How to Compact a VHDX with a Linux Filesystem

Microsoft’s compact tool for VHD/X works by deleting empty blocks. “Empty” doesn’t always mean what you might think, though. When you delete a file, almost every file system simply removes its entry from the allocation table. That means that those blocks still contain data; the system simply removes all indexing and ownership. So, those blocks are not empty. They are unused. When a VHDX contains file systems that the VHDX driver recognizes, it can work intelligently with the contained allocation table to remove unused blocks, even if they still contain data. When a VHDX contains file systems commonly found on Linux (such as the various iterations of ext), the system needs some help.

Making Some Space

Before we start, a warning: don’t even bother with this unless you can reclaim a lot of space. There is no value in compacting a VHDX just because it exists. In my case, I had something go awry in my system that caused the initramfs system to write gigabytes of data to its temporary folder. My VHDX that ordinarily used around 5 GB ballooned to 50GB in a short period of time.

Begin by getting your bearings. df can show you how much space is in use. I neglected to get a screen shot prior to writing this article, but this is what I have now:

cpctlvhd_baseline

At this time, I’m sitting at a healthy 5% usage. When I began, I had 80% usage.

Clean up as much as you can. Use apt autoremove, apt autoclean, and apt clean on systems that use apt. Use yum clean all on yum systems. Check your /var/tmp folder. If you’re not sure what’s consuming all of your data, du can help. To keep it manageable, target specific folders. You can save the results to a file like this:

du /var/tmp > ~/var-temp-du

You can then open the /home/<your account>/var-temp-du file using WinSCP. It’s a tab-delimited file, so you can manipulate it easily. Paste into Excel, and you can sort by size.

More user-friendly downloadable tools exist. I tried gt5 with some luck.

As I mentioned before, I had gigabytes of files in /var/tmp created by initramfs. I’m not sure what it used to create the names, but they all started with “initramfs”. So, I removed them that way: rm /var/tmp/initramfs* -r. That alone brought me down to the lovely number that you see above. However, as you’re well aware, the VHDX remains at its expanded size.

Don’t forget to df after cleanup! If the usage hasn’t changed much, then I’d stop here and either find something else to delete or find something else to do altogether.

Zeroing a VHDX with an ext Filesystem

I assume that this process will work with any file system at all, but I’ve only tested with ext4. Your mileage may vary.

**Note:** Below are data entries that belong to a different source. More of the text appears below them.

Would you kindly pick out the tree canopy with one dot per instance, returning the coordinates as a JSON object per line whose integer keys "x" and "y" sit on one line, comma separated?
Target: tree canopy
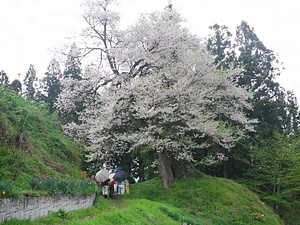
{"x": 157, "y": 87}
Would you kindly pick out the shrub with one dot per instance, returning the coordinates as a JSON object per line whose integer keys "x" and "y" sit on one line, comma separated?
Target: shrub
{"x": 8, "y": 189}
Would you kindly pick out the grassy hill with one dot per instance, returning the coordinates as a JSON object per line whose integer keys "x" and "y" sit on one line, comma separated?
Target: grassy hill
{"x": 32, "y": 143}
{"x": 199, "y": 200}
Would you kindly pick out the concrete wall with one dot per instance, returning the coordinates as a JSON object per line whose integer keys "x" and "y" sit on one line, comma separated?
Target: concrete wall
{"x": 34, "y": 207}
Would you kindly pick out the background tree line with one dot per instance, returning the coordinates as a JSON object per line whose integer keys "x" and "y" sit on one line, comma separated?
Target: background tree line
{"x": 267, "y": 160}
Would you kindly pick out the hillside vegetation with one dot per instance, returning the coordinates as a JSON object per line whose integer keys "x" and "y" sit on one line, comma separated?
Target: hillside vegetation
{"x": 199, "y": 200}
{"x": 32, "y": 143}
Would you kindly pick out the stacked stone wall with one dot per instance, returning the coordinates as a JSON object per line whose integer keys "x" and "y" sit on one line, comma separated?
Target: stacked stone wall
{"x": 34, "y": 207}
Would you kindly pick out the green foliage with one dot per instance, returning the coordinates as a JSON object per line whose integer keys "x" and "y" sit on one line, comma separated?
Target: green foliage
{"x": 8, "y": 189}
{"x": 217, "y": 200}
{"x": 274, "y": 173}
{"x": 194, "y": 201}
{"x": 61, "y": 213}
{"x": 32, "y": 143}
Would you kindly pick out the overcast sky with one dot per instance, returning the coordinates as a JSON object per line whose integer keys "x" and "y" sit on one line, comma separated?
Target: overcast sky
{"x": 30, "y": 29}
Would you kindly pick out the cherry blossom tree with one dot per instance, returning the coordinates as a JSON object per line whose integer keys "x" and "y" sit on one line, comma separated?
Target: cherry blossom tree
{"x": 156, "y": 86}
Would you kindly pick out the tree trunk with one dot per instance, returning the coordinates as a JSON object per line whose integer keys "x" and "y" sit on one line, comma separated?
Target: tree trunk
{"x": 170, "y": 168}
{"x": 225, "y": 169}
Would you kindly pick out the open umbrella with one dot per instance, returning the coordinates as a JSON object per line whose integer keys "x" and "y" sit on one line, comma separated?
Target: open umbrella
{"x": 102, "y": 175}
{"x": 120, "y": 176}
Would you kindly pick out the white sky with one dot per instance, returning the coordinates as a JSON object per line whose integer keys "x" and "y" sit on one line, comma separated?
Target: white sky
{"x": 29, "y": 29}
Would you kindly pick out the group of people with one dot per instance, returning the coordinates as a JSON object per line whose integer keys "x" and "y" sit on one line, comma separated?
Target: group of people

Because the VHDX cannot parse the file system, it can only remove blocks that contain all zeros. With that knowledge, we now have a goal: zero out unused blocks. We’ll need to do that from within the guest.

Preferred Method: fstrim

My personal favorite method for handling this is the “fstrim” utility. Reasons:

  • fstrim works very quickly
  • fstrim doesn’t cause unnecessary wear on SSDs but still works on spinning rust
  • fstrim ships in the default tool set of most distributions
  • fstrim is ridiculously simple to use

Usage:

sudo fstrim /

On my system that had recently shed over 70 GB of fat, fstrim completed in about 5 seconds.

Note: according to some notes that I found for Ubuntu, it automatically performs an fstrim periodically. I assume that you’re here because you want this done now, so this information probably serves mostly as FYI.

Alternative Zeroing Methods

If fstrim doesn’t work for you, then we need to look at tools designed to write zeros to unused blocks.

I would caution you away from using security tools.  They commonly make multiple passes of non-zero writes for security purposes on magnetic media. That’s because an analog reader can detect charge levels that are too low to register as a “1” on your drive’s internal digital head. They can interpret them as earlier write operations. After three forced writes to the same location, even analog equipment won’t read anything. On an SSD, though, those writes will mostly reduce its lifespan. Also, non-zero writes are utterly pointless for what we’re doing. Some security tools will write all zeros. That’s better, but they also make multiple passes. We only need one.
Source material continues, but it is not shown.